Five Star Treatments

Mail on Sunday  7th October 2001

BY GEORGINA BROWN

Private Lives
Albery, London 

*****

This week, a revelation. Noel Coward's miraculously constructed comedy Private Lives, as I've never seen it. No period posturing with cigarette holders, no cut glass accents, no skidding across a shiny, scintilating surface, but deep, penetrating insight into the relationship between middle aged lovers who can't live together and can't live apart.

Lindsay Duncan and Alan Rickman are sensationally good as Amanda and Elyot, the divorced couple who meet on the balcony of the hotel where each is honeymooning with a new spouse.

The electricity with crackled between these two in Les Liaisons Dangereuses is here more highly charges, more explosive than ever.
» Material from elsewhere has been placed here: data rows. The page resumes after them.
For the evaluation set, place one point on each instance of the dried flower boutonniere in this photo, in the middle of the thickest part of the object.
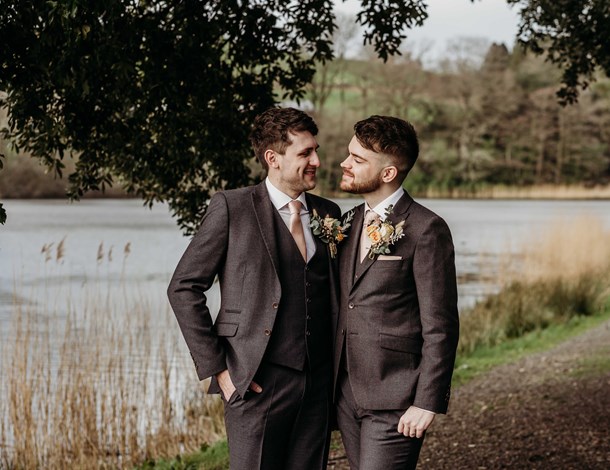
(383, 234)
(331, 231)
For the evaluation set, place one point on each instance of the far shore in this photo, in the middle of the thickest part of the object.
(498, 192)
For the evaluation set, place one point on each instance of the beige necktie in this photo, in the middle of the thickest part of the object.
(365, 241)
(296, 227)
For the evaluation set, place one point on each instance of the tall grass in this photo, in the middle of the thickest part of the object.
(98, 380)
(562, 272)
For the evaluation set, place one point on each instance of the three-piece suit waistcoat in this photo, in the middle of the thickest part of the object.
(302, 331)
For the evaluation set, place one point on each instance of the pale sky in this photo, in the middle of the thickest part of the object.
(493, 20)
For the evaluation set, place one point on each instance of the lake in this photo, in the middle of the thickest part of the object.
(83, 304)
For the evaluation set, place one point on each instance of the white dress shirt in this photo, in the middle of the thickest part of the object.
(280, 201)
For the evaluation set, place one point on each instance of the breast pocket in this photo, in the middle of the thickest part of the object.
(226, 329)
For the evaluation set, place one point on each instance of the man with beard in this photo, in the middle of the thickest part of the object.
(269, 352)
(398, 321)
Now older, sexier, more sophisticated, more subtle, under the assured direction of the great Howard Davies, they shake all the artifice from Cowards's familiar lines and bring the play to a fiery, funny, profoundly felt, startling spontaneous life.
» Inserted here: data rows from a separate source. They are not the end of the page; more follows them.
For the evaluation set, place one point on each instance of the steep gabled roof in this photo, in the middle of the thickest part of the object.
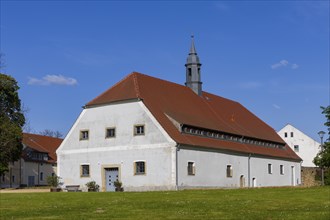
(167, 100)
(43, 144)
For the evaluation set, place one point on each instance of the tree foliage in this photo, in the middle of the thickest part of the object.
(51, 133)
(322, 159)
(11, 122)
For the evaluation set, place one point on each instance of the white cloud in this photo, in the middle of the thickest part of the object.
(294, 66)
(282, 63)
(249, 85)
(222, 6)
(53, 80)
(276, 106)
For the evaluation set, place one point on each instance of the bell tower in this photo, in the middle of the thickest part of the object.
(193, 70)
Their shared jokes and wit, their way of touching one another with easy familiarity, their ravenous desire for one another, the intimacy of their irritation, the ferosity of their fighting, brilliantly define a dependancy which cannot be destroyed or denied.

Emma Fielding and Adam Godley provide the perfect complement as the starchy, dull and decent new spouses.

A brilliantly lit, powerfully illuminating, definative revival. Book Immediately.